Ideas for free agent contract determination:
* The salaries players make before signing in free agency are almost always relatively low, i.e., below the mean. This is especially true in pre-arbitration years, however, some players, i.e., Bo Bichette in 2025, made well over the league average salary, this will have to be accounted for.
* Percentage increase from previous salary, most free agents will make some amount more than they did the previous year (last year of arbitration).

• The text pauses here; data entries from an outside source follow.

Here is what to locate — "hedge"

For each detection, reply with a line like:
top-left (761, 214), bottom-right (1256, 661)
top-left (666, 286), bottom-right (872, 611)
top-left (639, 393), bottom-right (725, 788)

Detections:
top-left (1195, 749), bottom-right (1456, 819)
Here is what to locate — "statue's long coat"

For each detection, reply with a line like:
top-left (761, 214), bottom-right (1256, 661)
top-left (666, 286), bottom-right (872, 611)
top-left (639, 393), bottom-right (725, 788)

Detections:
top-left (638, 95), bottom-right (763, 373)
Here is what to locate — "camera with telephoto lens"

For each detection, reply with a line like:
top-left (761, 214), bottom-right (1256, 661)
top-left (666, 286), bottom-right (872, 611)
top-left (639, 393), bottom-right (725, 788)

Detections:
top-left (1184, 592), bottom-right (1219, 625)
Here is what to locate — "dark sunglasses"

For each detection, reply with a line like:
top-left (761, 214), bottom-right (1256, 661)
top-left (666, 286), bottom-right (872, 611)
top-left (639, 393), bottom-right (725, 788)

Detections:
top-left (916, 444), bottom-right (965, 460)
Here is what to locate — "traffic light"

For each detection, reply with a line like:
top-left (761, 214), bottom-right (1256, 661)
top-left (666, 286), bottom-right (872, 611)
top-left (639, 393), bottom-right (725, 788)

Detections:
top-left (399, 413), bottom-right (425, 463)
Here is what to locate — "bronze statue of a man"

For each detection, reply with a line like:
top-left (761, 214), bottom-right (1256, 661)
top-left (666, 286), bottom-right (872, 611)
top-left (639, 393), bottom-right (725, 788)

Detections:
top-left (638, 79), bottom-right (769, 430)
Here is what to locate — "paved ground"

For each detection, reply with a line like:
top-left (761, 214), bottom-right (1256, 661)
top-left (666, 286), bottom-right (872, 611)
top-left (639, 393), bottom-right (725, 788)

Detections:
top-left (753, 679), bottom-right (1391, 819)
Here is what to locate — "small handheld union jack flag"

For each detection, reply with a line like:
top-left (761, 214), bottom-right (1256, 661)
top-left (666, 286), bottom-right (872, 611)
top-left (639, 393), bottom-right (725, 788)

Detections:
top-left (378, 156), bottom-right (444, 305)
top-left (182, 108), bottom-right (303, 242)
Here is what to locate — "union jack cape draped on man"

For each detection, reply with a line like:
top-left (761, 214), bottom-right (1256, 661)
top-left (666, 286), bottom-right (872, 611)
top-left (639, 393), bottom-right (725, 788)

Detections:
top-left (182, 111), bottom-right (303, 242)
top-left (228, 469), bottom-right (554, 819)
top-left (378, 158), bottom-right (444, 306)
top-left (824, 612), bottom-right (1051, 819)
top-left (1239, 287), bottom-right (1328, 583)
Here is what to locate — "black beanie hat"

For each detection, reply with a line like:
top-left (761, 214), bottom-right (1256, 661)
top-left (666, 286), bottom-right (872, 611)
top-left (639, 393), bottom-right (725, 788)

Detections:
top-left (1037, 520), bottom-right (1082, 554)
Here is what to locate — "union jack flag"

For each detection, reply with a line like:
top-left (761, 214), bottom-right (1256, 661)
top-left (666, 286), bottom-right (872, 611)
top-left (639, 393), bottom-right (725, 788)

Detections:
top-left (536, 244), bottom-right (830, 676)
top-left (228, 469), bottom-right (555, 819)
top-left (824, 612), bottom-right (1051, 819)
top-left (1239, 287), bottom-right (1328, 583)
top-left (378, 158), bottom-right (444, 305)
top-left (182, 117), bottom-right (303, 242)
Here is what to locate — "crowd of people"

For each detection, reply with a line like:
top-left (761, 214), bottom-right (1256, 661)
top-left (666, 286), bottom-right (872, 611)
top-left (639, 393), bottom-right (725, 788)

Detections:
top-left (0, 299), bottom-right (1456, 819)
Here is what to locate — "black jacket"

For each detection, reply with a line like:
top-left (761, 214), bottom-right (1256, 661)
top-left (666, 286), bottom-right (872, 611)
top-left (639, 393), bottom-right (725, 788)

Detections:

* Could potentially simply work out when the player would be free-agency eligible based on the arbitration rules, and then only include data from the arbitration/free-agency era (which we should do anyways as it is more relevant to the current free-agency market).

Notes:
   * This model needs to take in the player data from the years leading up to a free agent contract, and then extrapolate what it learned from each player to a new player. The goal for this is to have this done before Kyle Tucker and Bo Bichette sign contracts this offseason, and see how it does on those predictions. 
   * Incorporating contract term is another factor.